If enacted, the proposal would move the departments in the architecture college to existing colleges in the University.
“I’ve talked to several dozen students in all three [departments], and I haven’t encountered one single person who would consider [the proposal],” said Ben Rockey-Harris ’04, the representative of the architecture college on the Student Assembly (S.A.) and a city and regional planning major.
“I think it’s a terrible idea, and I think it’s too bad that [Rawlings] seems so obsessed with the idea. The departments don’t fit anywhere else,” he added.
Rockey-Harris cited an excellent student-to-faculty ratio, a unity within the college and cohesive departments as advantages to the architecture college.
“It was very sneaky of the administration to pull this over the summer,” he added.
Niall Atkinson grad, a member of the History of Architecture and Urbanism Society, agrees.
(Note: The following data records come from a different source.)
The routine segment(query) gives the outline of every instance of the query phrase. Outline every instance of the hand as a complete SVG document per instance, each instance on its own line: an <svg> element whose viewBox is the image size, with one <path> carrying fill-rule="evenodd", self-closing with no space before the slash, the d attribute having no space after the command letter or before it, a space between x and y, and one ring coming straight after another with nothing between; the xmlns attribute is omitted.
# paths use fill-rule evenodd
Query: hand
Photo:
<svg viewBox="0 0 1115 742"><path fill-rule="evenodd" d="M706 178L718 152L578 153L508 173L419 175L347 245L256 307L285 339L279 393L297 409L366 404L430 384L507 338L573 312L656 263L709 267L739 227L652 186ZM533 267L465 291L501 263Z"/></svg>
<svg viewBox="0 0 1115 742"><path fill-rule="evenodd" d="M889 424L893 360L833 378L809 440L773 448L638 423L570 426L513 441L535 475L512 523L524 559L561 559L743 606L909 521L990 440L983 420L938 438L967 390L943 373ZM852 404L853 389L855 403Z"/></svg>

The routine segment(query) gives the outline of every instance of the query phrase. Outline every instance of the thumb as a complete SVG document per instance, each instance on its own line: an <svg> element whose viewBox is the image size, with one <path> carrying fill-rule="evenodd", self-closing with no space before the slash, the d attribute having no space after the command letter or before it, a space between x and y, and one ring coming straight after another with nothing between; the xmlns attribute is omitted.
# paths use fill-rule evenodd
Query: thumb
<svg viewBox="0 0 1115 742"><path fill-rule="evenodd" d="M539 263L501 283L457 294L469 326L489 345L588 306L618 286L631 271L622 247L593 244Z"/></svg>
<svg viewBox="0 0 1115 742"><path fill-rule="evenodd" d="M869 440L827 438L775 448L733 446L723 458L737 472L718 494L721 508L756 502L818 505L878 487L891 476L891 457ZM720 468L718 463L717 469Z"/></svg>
“It doesn’t sound like a particularly good idea,” he said, noting that all three departments are “studio-based disciplines, which makes sense to keep them together.”
Other students see even more disadvantages of dissolving the college.
“I think personally it’s a bad idea,” said Jermaine Gause ’04, a minority representative on the S.A. and a city and regional planning major. “The name [of the architecture college] is really well-known in the real world.”
Gause also worried that student organizations in the college would dissolve if the proposal were to be approved.
“Just the historical background of the school and although it’s a small school, it’s like family, you know everybody,” Gause said.
Despite the unrest following the proposal’s announcement, some students have acknowledged the efforts and viewpoints of administrators within the college.
Orlando Soria ’04, a fine arts major, acknowledged Dean Porus Olpadwala’s efforts to keep students informed. Soria was also willing to consider the points made by Rawlings and Martin.
“I think the argument is a really valid one,” he said. “Personally, I would like to know how my department would fare in another college.”
“[The Department of Art] really should be with more design- and art-related fields,” Soria added.
He also wondered whether the organizational problem was indicative of a larger one at Cornell.
“It being the smallest college, it sounds better to “streamline things,” Atkinson added.
Students met yesterday at 5 p.m. to discuss the proposal with Olpadwala and others in the college. Thursday’s S.A. meeting will hear a resolution against the proposal, and Rockey-Harris hopes to “put students on whatever committees are formed” to advise future developments.
The final decision will go before the Board of Trustees in January.